Review insurance needs and beneficiary designations

Marriage is a major life event that also requires an analysis and update of insurance needs. Life, Disability, Health, and even Auto insurance should be reviewed to make sure that coverages are in alignment with your new life together. Keep in mind, when someone else depends on you and your income to meet their needs, life and disability insurance become critical.

Determining how much insurance is needed can be difficult though. Start by asking yourself to what extent you would like your spouse and family to maintain their standard of living. Do you want them to remain in your home, pay off liabilities, have sufficient funds for future goals and also be able to retire one day? Additionally, consider comparing health insurance coverages to see which spouse has richer benefits for the costs charged. Since inadequate financial resources can lead to significant changes in lifestyle, consider working with a professional to sort out the most cost-effective approach to protecting you and your new spouse.

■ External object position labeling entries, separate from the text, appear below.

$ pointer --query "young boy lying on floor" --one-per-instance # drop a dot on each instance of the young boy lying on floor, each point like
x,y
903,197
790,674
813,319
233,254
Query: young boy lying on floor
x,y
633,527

Updating beneficiary designations is another important, yet overlooked exercise after tying the knot. Who is the beneficiary on your company 401(k) plan and group life insurance plan? If you haven’t reviewed these accounts in a while, chances are it may be a parent or sibling. Reviewing beneficiary designations and even creating a simple will, power of attorney and living will can be another important way of protecting your new spouse.

Communication is key

Any successful financial partnership requires open, ongoing communication. While some relationships evolve into one spouse handling more of the finances, establishing weekly "money dates" to review expenses and progress toward financial goals can be a great way to keep the lines of communication open while also preventing one spouse from being out of the loop when it comes to money matters.

While identifying and addressing financial incompatibilities would ideally be discussed before tying the knot, marriage requires on-going communication. A proactive approach to discussing the finances throughout marriage may help couples get on the same page while potentially minimizing conflict. When necessary, speaking to a counselor may also help address money conflicts. Since everyone’s situation is unique, consider speaking to your legal and financial adviser to help develop a financial life plan that is appropriate for you.